I'm trying to define a set-valued Random Variable (RV) whose set values are not real points. Instead, I'm trying to define something more general:
Definition (Random Set): A Random Set is a set-valued RV, i.e. a map $W:\Omega\to\mathcal{C}$ from a probability space $(\Omega,\Lambda,P)$ to the family of closed sets $\mathcal{C}\ni W_1,\dots,W_n$ generating a $\sigma-$algebra $\Lambda$ from the elementals $\omega\in\Omega$, and such RV takes set values:
$$W^{-1}(K)=\{ \omega|W(\omega)\cap K\neq\emptyset \},$$
where $K$ is a closet set called "trap" set.
My doubt with this definition is that all defintions I've found are similar except by the fact that $\mathcal{C}$ is a family of measurable locally compact second countable Hausdorff (LCSCH) sets. I'm not introucing such kind of mathematical structure in the above definition, being thus much more general. So I'm, not sure wheter we actually can define an RV in that manner, or what is the minimun needed structure to define RVs for $\mathcal{C}\ni W_i$, where $W_i$s are simple closed sets (e.g. $\omega$s can be letters of the DNA code, so $W_i$s can be codons, genes, etc).
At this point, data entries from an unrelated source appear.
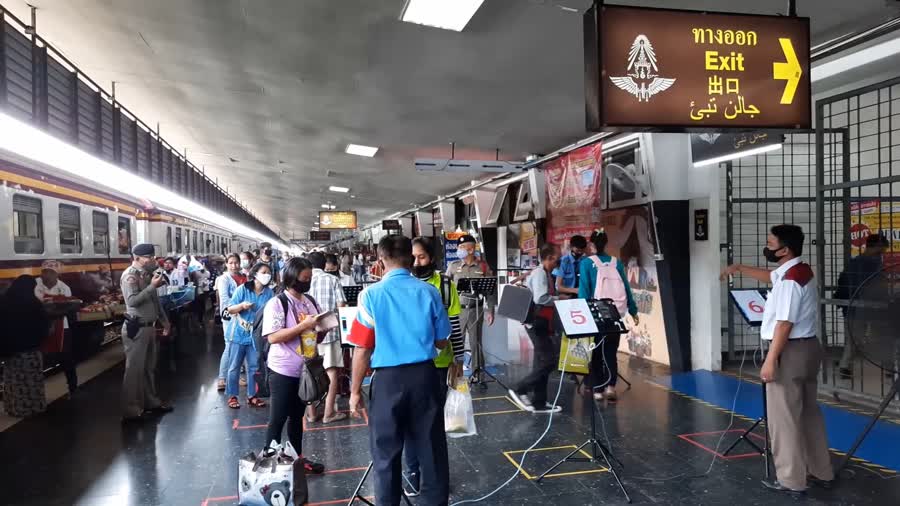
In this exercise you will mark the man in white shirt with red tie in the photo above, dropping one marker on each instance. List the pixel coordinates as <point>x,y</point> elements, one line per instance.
<point>790,371</point>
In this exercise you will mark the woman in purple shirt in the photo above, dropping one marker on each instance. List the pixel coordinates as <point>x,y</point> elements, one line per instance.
<point>287,333</point>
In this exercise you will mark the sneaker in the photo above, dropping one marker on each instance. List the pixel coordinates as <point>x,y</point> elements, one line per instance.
<point>521,400</point>
<point>411,485</point>
<point>312,467</point>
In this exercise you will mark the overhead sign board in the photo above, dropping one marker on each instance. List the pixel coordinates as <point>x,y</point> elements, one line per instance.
<point>390,225</point>
<point>337,220</point>
<point>676,70</point>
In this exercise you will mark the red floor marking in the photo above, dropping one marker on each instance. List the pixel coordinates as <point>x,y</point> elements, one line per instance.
<point>236,425</point>
<point>687,437</point>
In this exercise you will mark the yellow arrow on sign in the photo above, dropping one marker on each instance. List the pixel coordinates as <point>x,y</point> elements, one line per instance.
<point>790,71</point>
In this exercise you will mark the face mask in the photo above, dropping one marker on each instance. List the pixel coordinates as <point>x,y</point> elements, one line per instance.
<point>423,271</point>
<point>770,255</point>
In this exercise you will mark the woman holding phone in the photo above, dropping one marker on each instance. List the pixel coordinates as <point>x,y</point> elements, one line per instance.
<point>246,301</point>
<point>291,323</point>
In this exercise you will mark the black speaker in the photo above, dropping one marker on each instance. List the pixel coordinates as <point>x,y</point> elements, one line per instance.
<point>515,303</point>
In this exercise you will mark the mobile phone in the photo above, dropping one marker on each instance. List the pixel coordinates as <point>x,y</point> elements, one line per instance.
<point>326,321</point>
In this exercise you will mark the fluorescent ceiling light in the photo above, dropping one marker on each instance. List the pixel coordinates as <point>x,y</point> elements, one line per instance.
<point>360,150</point>
<point>741,154</point>
<point>29,142</point>
<point>856,59</point>
<point>446,14</point>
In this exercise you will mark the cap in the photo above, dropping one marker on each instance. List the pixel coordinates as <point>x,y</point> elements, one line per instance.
<point>143,250</point>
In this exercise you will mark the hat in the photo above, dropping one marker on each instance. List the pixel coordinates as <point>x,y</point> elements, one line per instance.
<point>143,250</point>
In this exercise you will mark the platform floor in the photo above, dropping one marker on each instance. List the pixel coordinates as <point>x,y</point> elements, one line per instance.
<point>664,430</point>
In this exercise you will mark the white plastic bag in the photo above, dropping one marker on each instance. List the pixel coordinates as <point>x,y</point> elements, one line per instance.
<point>273,476</point>
<point>459,414</point>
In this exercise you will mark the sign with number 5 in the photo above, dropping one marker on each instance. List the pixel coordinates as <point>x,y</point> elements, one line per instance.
<point>575,316</point>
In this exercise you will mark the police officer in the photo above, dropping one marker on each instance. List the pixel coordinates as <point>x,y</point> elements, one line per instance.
<point>143,311</point>
<point>473,313</point>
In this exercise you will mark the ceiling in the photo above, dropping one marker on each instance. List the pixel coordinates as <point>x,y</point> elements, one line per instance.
<point>265,94</point>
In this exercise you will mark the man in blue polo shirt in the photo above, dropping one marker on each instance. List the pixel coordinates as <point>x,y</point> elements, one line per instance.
<point>400,323</point>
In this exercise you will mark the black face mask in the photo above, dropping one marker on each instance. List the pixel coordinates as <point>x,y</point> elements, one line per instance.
<point>770,255</point>
<point>423,271</point>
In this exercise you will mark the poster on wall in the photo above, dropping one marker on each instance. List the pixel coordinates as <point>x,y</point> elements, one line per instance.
<point>632,241</point>
<point>573,193</point>
<point>875,217</point>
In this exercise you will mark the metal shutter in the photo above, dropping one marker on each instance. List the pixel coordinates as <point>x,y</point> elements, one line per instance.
<point>60,99</point>
<point>18,74</point>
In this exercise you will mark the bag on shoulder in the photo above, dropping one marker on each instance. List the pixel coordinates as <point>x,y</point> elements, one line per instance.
<point>609,284</point>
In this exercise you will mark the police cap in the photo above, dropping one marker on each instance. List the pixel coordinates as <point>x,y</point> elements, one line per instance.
<point>143,250</point>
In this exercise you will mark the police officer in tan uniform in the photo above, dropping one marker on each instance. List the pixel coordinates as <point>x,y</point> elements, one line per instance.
<point>473,312</point>
<point>143,311</point>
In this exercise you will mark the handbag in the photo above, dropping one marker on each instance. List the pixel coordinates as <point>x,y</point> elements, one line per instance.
<point>314,381</point>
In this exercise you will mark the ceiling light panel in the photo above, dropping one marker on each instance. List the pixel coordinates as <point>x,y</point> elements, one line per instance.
<point>447,14</point>
<point>360,150</point>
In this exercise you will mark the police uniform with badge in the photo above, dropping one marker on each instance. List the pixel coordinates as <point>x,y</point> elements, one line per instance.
<point>472,314</point>
<point>143,311</point>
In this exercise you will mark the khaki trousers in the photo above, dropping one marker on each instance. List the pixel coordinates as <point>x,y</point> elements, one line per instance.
<point>139,384</point>
<point>799,443</point>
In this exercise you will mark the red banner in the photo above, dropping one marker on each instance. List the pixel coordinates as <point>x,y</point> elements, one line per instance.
<point>573,193</point>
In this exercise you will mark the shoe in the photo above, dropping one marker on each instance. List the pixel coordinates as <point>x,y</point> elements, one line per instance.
<point>826,484</point>
<point>520,400</point>
<point>610,393</point>
<point>411,484</point>
<point>312,467</point>
<point>774,485</point>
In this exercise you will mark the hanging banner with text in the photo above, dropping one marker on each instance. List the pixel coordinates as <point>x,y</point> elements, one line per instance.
<point>573,193</point>
<point>675,70</point>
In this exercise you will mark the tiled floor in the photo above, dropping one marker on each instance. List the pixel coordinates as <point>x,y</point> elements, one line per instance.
<point>77,453</point>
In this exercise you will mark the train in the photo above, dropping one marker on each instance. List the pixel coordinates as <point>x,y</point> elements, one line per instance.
<point>86,231</point>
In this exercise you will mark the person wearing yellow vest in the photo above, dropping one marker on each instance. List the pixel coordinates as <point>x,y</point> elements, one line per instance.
<point>449,360</point>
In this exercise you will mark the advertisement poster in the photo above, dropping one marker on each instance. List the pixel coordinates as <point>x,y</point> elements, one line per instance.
<point>875,217</point>
<point>573,193</point>
<point>632,241</point>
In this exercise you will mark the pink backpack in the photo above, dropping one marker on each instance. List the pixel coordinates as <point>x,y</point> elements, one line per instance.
<point>609,284</point>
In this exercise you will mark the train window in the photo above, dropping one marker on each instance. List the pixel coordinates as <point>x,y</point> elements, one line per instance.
<point>69,229</point>
<point>28,225</point>
<point>101,232</point>
<point>124,235</point>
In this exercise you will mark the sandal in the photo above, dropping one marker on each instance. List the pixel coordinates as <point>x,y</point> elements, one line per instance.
<point>334,418</point>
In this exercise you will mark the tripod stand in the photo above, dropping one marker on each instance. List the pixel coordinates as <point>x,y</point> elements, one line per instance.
<point>598,451</point>
<point>745,436</point>
<point>357,496</point>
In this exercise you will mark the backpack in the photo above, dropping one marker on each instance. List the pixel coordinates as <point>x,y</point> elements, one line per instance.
<point>609,284</point>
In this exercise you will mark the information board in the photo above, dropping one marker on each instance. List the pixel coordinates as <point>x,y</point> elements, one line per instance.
<point>676,70</point>
<point>751,303</point>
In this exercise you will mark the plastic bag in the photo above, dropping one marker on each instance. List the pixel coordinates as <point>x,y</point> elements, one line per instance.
<point>273,476</point>
<point>459,414</point>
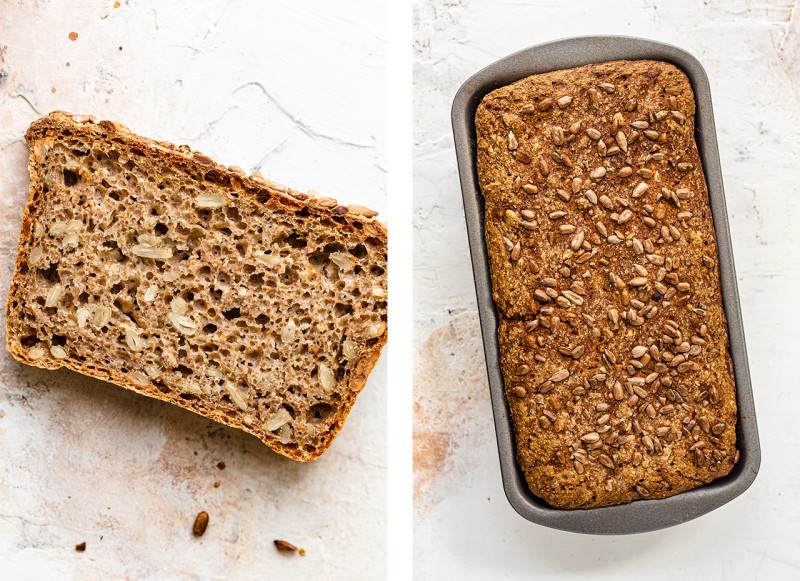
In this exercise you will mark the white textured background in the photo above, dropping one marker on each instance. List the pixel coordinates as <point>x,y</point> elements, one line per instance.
<point>296,89</point>
<point>464,527</point>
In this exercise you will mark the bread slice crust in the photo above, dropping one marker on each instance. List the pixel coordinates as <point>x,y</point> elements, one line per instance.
<point>229,400</point>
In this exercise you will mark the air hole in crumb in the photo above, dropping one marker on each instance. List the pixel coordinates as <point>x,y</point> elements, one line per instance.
<point>231,314</point>
<point>289,276</point>
<point>295,241</point>
<point>359,251</point>
<point>319,412</point>
<point>51,274</point>
<point>183,370</point>
<point>340,309</point>
<point>70,178</point>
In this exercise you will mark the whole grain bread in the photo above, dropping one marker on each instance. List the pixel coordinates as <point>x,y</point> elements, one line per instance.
<point>613,339</point>
<point>155,268</point>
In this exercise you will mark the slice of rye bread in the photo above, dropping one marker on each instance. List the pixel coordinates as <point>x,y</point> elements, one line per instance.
<point>154,268</point>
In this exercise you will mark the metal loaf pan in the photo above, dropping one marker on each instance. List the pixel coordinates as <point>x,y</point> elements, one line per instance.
<point>642,515</point>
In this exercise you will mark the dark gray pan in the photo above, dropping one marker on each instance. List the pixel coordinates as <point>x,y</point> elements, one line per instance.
<point>642,515</point>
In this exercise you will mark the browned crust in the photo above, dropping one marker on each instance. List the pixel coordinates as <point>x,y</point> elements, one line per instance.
<point>537,333</point>
<point>253,187</point>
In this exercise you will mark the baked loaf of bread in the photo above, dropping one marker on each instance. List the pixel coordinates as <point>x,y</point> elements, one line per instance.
<point>613,339</point>
<point>155,268</point>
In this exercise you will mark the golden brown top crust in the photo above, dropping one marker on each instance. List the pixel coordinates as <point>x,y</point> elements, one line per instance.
<point>614,345</point>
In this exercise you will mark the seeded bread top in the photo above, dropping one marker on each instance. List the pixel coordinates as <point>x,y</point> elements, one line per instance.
<point>605,274</point>
<point>158,269</point>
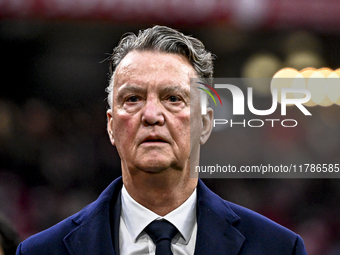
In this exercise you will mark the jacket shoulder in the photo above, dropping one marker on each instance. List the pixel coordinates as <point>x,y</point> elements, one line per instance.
<point>49,241</point>
<point>261,231</point>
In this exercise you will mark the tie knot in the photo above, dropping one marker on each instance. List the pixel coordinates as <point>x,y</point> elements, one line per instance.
<point>160,230</point>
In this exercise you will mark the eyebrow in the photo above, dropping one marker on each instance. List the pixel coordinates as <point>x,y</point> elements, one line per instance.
<point>172,89</point>
<point>131,88</point>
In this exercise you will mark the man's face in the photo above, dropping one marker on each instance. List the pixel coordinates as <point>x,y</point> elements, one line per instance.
<point>149,122</point>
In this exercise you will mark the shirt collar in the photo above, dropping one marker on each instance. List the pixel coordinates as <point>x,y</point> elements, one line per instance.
<point>137,217</point>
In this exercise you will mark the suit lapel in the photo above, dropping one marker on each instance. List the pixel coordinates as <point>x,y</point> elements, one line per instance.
<point>93,234</point>
<point>215,219</point>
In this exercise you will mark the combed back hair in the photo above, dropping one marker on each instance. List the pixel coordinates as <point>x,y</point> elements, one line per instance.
<point>163,39</point>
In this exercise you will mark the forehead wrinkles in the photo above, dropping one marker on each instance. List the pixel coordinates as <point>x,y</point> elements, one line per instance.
<point>153,68</point>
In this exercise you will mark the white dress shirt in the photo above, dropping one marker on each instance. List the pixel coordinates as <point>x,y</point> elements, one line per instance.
<point>134,218</point>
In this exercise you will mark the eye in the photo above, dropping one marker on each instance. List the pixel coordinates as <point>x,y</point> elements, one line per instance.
<point>174,99</point>
<point>132,99</point>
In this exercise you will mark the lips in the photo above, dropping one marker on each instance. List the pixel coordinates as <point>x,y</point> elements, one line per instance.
<point>154,139</point>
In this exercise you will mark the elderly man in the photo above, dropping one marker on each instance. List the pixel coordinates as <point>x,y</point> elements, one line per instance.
<point>156,207</point>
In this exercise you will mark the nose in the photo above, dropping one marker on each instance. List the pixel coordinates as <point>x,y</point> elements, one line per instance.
<point>153,113</point>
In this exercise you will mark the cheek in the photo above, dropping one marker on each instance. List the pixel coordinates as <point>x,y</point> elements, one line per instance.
<point>124,127</point>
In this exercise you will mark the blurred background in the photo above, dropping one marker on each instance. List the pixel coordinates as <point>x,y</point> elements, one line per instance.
<point>55,155</point>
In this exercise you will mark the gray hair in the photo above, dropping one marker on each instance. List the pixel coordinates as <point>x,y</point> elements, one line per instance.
<point>164,39</point>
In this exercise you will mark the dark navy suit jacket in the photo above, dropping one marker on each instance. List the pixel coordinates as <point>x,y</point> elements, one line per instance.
<point>223,228</point>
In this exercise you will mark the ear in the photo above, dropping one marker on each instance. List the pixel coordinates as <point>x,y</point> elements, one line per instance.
<point>109,126</point>
<point>207,122</point>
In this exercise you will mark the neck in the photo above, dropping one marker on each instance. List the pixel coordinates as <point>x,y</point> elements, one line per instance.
<point>160,192</point>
Molchanov mentions it, but he does not provide a definition.
Thank you
What you describe is what is called a closed-valued measurable correspondence in [Aliprantis & Border 2006, Infinite Dimensional Analysis]. There are a lot of results available for such correspondences that do not require any local compactness assumption, though one usually takes values in Polish spaces. One of the most important results in this setting is the Kuratowski - Ryll-Nardzewski measurable selection theorem. Note that the measurability assumption in that theorem is weaker than the one you use; see Lemma 18.2 in the book of Aliprantis and Border.